The Trans Question

Question from Fraser:

Is it okay to be trans?

Answer by SmartLX:

From an atheist perspective, why wouldn’t it be?

So many of the condemnations of transgender people are rooted in the essentialist idea that God (or whoever) deliberately created two genders and the apparent gender at one’s birth is one’s divine destiny. Without this idea we are left with fairly simple facts.

Gender is in most cases determined by chromosomes, with most of us possessing either XX or XY. Transgender people’s brains have not received the usual effects of this, six to eight weeks after pregnancy, leaving them with traits putting them much closer to brains of those of the opposite gender. In a sense, they literally have a man’s brain in a woman’s body or vice versa.

There is nothing they can do about their brains, but they may choose to change their bodies or at least outwardly adopt a transgender identity. This is a far more honest expression of who they truly are than to simply accept the gender they were assigned at birth. If others have strongly negative emotional responses to this, they may try to rationalise them with the aforementioned essentialism but in the end it’s their own problem, until they start to attack trans people. When these attacks are justified using religion, atheists have an opportunity to point out that using religion to police the actions of others is counter to any secular society.

Sex Isn’t Gender Anymore

Question from Claire:
I am a college student taking a Philosophy of Gender class and need to interview people of different religions, including an atheist, on their opinions on sex and gender, and I realized I don’t know any atheists. I was wondering if you would be willing to give your answer to the following questions for me (and allow me to use them in a paper).

1. Please define what you think “biological sex” means. For example, when someone says that “Paul is biologically male” or “Jennifer biologically female,” what do you think that means?

2. What does “gender” mean? Is it different than biological sex or the same? If the same, why do you believe this? If different, how are they different?

3. What would you say is the basis for your answers? For example, science, religion, tradition/upbringing, etc.? Why do you trust that basis?

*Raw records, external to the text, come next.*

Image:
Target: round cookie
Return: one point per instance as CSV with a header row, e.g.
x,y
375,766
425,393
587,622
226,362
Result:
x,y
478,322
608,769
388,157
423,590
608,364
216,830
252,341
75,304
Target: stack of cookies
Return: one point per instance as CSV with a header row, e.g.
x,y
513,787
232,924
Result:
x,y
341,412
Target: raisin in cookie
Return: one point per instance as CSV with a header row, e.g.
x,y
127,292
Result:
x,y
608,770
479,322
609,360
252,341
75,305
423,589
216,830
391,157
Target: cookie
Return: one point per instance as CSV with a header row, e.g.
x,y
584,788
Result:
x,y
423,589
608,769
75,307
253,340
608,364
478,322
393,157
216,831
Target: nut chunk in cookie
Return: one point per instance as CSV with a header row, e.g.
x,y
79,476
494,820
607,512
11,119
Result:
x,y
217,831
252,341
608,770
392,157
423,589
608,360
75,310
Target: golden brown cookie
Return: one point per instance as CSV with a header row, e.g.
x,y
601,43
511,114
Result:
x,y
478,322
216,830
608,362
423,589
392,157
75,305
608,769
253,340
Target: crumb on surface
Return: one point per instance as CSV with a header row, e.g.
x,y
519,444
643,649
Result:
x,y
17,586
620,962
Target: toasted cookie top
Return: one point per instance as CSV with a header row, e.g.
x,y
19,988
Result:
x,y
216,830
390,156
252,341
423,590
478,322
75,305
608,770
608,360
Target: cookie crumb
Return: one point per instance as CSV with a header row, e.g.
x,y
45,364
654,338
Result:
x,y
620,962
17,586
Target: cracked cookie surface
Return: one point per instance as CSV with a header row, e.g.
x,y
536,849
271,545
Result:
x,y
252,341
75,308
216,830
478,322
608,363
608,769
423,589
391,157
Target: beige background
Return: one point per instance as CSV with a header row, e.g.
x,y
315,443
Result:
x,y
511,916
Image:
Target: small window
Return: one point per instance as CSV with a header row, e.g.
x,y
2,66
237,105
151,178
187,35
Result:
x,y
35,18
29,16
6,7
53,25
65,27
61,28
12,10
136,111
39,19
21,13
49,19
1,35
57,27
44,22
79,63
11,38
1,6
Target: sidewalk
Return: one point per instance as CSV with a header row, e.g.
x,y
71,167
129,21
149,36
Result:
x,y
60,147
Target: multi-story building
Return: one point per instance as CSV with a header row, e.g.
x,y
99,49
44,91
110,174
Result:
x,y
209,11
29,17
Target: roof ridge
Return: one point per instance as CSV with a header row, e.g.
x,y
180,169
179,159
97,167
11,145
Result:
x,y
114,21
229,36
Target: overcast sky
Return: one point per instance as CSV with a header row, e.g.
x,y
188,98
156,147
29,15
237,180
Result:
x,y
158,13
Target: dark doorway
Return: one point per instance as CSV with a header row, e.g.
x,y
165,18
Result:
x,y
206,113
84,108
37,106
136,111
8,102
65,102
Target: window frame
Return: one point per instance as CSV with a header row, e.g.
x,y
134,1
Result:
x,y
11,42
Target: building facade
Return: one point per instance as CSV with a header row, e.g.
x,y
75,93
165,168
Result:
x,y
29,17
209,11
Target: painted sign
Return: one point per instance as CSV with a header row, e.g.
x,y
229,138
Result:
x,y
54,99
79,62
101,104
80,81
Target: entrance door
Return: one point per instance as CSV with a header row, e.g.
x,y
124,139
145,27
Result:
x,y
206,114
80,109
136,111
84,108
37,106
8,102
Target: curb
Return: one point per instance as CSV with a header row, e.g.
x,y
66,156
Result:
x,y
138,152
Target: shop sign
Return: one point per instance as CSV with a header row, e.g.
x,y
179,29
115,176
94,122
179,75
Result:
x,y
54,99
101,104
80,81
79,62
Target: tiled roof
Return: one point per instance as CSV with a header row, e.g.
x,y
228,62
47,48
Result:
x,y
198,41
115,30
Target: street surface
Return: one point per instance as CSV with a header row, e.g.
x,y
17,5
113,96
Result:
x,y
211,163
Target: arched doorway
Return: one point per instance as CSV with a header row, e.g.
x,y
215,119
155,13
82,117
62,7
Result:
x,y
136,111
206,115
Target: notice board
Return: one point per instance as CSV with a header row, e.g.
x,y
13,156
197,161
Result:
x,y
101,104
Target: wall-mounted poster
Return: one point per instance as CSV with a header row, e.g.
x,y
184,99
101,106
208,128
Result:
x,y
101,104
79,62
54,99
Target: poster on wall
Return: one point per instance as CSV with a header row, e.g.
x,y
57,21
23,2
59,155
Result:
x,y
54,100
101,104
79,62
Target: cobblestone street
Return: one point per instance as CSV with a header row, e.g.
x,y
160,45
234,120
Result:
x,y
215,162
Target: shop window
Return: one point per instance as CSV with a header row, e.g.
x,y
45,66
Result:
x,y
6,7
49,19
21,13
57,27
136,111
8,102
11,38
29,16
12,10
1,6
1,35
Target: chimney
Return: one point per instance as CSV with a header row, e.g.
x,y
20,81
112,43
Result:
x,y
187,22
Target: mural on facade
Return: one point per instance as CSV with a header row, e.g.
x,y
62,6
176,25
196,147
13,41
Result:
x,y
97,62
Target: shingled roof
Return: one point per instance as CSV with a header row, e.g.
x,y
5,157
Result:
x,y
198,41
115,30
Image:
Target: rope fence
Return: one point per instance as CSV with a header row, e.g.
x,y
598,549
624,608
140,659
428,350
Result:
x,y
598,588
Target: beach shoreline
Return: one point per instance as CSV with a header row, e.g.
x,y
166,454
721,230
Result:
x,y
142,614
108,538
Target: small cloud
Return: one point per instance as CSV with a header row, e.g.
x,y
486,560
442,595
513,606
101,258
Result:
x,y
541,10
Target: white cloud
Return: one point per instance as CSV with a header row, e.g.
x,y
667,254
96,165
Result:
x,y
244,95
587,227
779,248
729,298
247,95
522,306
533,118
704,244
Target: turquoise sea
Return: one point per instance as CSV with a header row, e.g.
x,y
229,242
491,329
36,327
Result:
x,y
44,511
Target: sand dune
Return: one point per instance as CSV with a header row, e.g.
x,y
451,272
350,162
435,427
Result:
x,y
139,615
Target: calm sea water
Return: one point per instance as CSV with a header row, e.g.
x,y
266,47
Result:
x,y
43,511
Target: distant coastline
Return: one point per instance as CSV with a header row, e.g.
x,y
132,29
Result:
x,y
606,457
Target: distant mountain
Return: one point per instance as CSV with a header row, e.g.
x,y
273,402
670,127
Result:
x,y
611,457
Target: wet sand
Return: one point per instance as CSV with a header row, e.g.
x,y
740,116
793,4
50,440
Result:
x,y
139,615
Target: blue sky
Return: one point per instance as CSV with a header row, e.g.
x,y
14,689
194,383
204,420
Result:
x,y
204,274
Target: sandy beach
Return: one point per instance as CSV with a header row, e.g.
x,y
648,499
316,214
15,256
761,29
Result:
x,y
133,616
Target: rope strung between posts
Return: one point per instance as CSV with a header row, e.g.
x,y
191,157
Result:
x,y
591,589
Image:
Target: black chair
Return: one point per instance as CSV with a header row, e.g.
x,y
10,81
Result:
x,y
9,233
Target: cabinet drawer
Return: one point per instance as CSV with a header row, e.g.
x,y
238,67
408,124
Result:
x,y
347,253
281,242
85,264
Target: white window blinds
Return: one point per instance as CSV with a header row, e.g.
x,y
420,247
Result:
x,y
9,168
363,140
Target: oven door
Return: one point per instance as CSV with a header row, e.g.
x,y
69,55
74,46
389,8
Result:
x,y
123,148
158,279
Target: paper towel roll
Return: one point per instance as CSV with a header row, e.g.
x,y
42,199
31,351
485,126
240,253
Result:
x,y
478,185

I realize this is a lot to answer but if you had the time I would really appreciate it and if not I understand. Thank you,

Answer by SmartLX:
It’s not so much to answer. You may use my responses in your paper. So, let’s get to it.

1. “Biological sex” is the sex of your body’s anatomy, including hormones and chromosomes as well as genitals and other obvious features. If someone is biologically male, either he lives as a man and their body suits the role or she feels she’s a woman and may need to explore the possibility of transitioning.

2. Gender is imposed by culture and society. It’s what a man or a woman should be, do, and want. “Biological gender” is sometimes used to mean the same as “biological sex” above, but only because “sex” and “gender” are so often treated as interchangeable when people aren’t thinking about gender issues. “Gender” is not the same as “sex” or “biological sex” because, and this is what blows people’s minds, it has nothing to do with the state of one’s body. This is why people with one sex essentially belong in the other gender, or somewhere in between.

3. As trans people and others in related situations (e.g. intersex, bigender) are allowed and encouraged to tell their stories and be open about their circumstances (including a good friend of mine), it’s becoming increasingly clear that traditional and most or all religious positions on these issues apply very poorly to reality. in these worldviews a person should not grow up as an unhappy man and suddenly begin to flourish as a woman or vice versa because sex is equivalent to gender, but it happens and it gets sillier and sillier to deny it. So I try to keep up with the biological science but I mostly go by academic positions based on large-scale survey data. These are based on what people say about their own situations and what their doctors say about them, but they have sufficient sample sizes and statistical analysis to go beyond the anecdotal. It’s the best kind of source to tell you what’s really going on.